"
"It isn't enough for me," I said doggedly. "It hadn't any head or
face, but it looked in! It's dark out there. How could you see?"
For reply, he leaned over and, turning down the lamp, blew it out.
We sat in the smoking darkness, and slowly, out of the thick night,
the window outlined itself. I could see it distinctly. But how,
white and faceless, had it stared in at the window, or reached
through the bars, as Singleton declared it had done, and waved a
fingerless hand at us?
He was in a state of mental and physical collapse, and begged so
pitifully not to be left, that at last I told him I would take him
with me, on his promise to remain in a chair until dawn, and to go
back without demur.
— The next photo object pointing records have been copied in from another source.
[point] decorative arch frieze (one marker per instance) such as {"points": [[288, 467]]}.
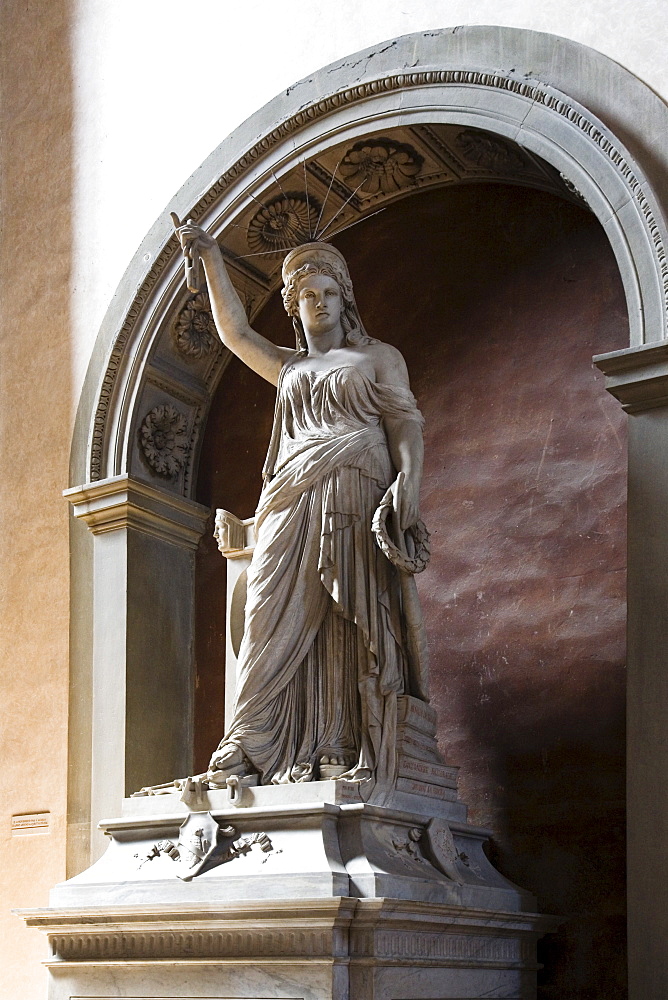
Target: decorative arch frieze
{"points": [[530, 124]]}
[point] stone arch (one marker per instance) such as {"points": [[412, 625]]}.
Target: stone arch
{"points": [[136, 495]]}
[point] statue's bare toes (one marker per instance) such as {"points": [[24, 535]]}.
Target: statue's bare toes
{"points": [[225, 762]]}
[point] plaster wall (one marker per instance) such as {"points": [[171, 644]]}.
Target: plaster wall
{"points": [[106, 110]]}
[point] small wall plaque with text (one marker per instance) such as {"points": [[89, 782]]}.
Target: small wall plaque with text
{"points": [[27, 824]]}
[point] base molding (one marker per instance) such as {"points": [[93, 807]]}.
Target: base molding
{"points": [[337, 949]]}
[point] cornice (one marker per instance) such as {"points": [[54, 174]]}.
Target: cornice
{"points": [[122, 502], [637, 377]]}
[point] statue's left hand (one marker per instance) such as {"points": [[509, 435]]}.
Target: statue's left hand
{"points": [[406, 501]]}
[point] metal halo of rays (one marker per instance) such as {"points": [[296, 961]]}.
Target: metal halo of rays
{"points": [[292, 218]]}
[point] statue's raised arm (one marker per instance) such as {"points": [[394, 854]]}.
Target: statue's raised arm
{"points": [[229, 314]]}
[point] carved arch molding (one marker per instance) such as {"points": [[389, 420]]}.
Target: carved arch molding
{"points": [[424, 110]]}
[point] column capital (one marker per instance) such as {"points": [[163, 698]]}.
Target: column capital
{"points": [[637, 376], [122, 502]]}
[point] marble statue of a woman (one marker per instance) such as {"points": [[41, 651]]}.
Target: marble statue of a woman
{"points": [[325, 652]]}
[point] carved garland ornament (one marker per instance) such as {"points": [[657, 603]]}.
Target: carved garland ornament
{"points": [[351, 95], [381, 166], [195, 333], [164, 440]]}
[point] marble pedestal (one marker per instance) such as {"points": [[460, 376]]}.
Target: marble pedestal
{"points": [[314, 894]]}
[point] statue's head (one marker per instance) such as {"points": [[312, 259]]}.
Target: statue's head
{"points": [[321, 258]]}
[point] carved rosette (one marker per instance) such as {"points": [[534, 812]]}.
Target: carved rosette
{"points": [[488, 152], [163, 437], [195, 331], [284, 223], [381, 166]]}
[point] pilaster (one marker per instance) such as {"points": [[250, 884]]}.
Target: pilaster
{"points": [[638, 378], [144, 549]]}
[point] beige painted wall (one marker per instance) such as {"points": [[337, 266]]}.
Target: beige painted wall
{"points": [[36, 403], [106, 110]]}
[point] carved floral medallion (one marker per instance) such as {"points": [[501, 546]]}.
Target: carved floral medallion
{"points": [[284, 223], [164, 440], [381, 166], [195, 331]]}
He sat near me, amidships, huddled down among
the cushions of one of the wicker chairs, not sleeping, but staring
straight out, motionless.
With the first light of dawn Burns relieved me, and I went forward
with Singleton. He dropped into his bunk, and was asleep almost
immediately. Then, inch by inch, I went over the deck for footprints,
for any clue to what, under happier circumstances, I should have
considered a ghastly hoax. But the deck was slippery and sodden,
the rail dripping, and between the davits where the jolly-boat had
swung was stretched a line with a shirt of Burns's hung on it,
absurdly enough, to dry.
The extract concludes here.